L'uomo era colpevole quanto Ezalia per quanto riguardava l'esortare le truppe allo sterminio incondizionato dei Naturals in quanto esseri inferiori e terribili nemici di PLANT, ma le sue mani si erano anche sporcate con il sangue di Siegel Clyne in quanto era stato proprio lui a premere il grilletto contro il mite ex-Presidente.

L'accusa si era aggrappata all'omicidio ed il giudice aveva condannato il tedesco a morte tra una macabra mescolanza di proteste a mezza bocca ed urla poco educate, ma tanto gioiose.

Decidendo che rimanere fermo non avrebbe portato a niente, il Consigliere si risolse ad uscire finalmente dal tribunale, insicuro su cosa l'avrebbe aspettato una volta tornato a casa da lei.

Non dovette attendere a lungo, comunque, perché, nonostante la piccola folla di curiosi e di mass-media sul piazzale di fronte all'edificio, riconobbe immediatamente Shiho, appoggiata ad una colonna, avvolta nel suo cappotto nero e con il volto rigato dalle lacrime.

 "Yzak…" lo chiamò lentamente quando lui la strinse tra le braccia. "Mio padre…"

Non sapendo cosa dire, il giovane si limitò a premere le labbra contro la sua testa mentre le accarezzava i capelli scuri nella speranza di calmarla.

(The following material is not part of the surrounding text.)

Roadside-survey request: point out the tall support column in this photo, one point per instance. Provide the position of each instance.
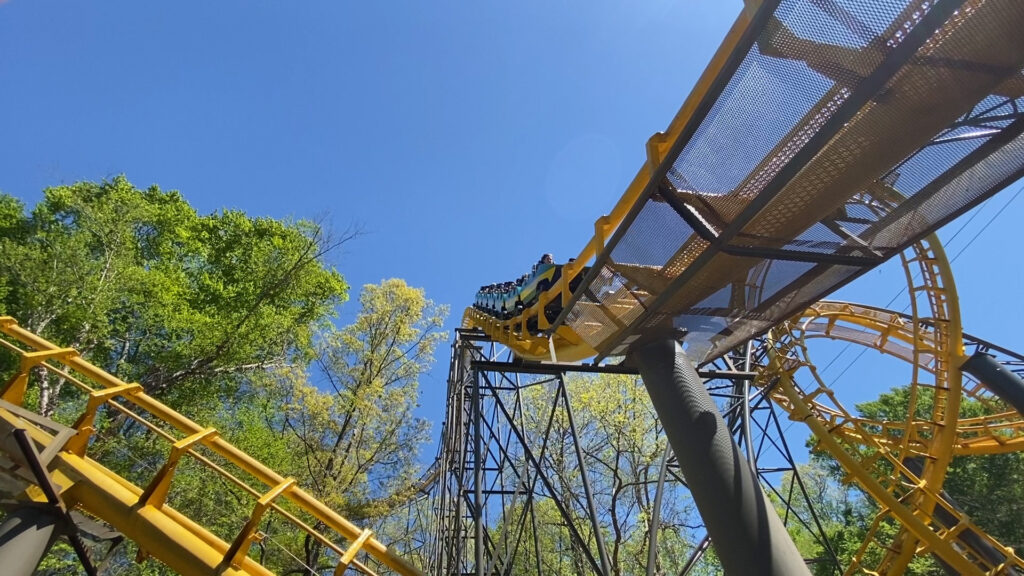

Impresa impossibile, comunque.

Udirono le persone che li circondavano urlare e subito si voltarono, vedendo una scorta intorno a Theodore Hahnenfuß, gli occhi sgranati e le manette ai polsi, come se fosse stato un normale ladruncolo.

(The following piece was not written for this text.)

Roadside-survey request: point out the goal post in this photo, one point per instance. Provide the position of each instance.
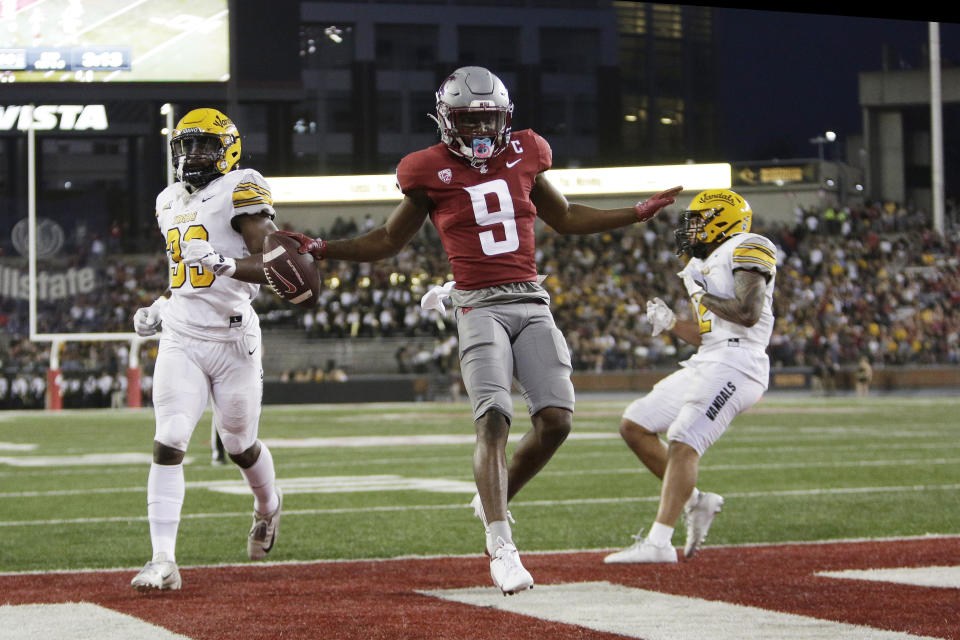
(54, 394)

Shiho si allontanò da Yzak e fece un passo avanti, pronunciando il nome dell'uomo ad alta voce. Lui si divincolò e le guardie lo afferrarono per le spalle, ma la stessa Eileen Canaver, in coda al gruppetto, alzò una mano mentre scendeva i gradini con lentezza estrema. Non volava una mosca.

 "Lasciatelo, sono sicura che non scapperà," disse la donna, gli occhi fissi sulla ragazza mora.

Theodore sorrise, avvicinandosi e senza che se ne accorse si ritrovò nell'abbraccio di sua figlia. "Shiho… cosa c'è? Non hai mai pianto da piccola, vuoi cominciare adesso?"

 "Padre!" singhiozzò lei, stringendo tra le mani la stoffa della sua giacca. "Mi dispiace così tanto, io le voglio bene, non avrei dovuto comportarmi in quel modo! Neanche io sono una santa!"

 "Anche io te ne voglio, Shiho, fin troppo. E, in questo postaccio, nessuno può giudicare gli altri, ma forse non sono nella posizione per sputare sentenze," rise Theodore, allontanandola gentilmente. Posò gli occhi ametista sull'albino dietro di loro. "Mi raccomando, Yzak. Ti affido la mia bambina."

Il ragazzo scattò sull'attenti, infischiandosene per una volta delle regole. Poi, con infinita dolcezza, prese la mano di Shiho e l'attirò a sé, continuando ad accarezzarle la chioma mentre lei singhiozzava ed i soldati in verde spingevano l'ex-Consigliere sulla camionetta parcheggiata a pochi metri da loro.

 "Grazie per essere venuta," fu l'unica cosa che Yzak riuscì a dire, una volta arrivati a casa. Aiutò Shiho a sdraiarsi e si sedette al suo fianco, deciso a vegliare il suo sonno ed obbedire all'ultima volontà di un uomo che aveva sempre stimato e la cui morte non avrebbe sicuramente cancellato quel sentimento radicato profondamente nel suo cuore sanguinante.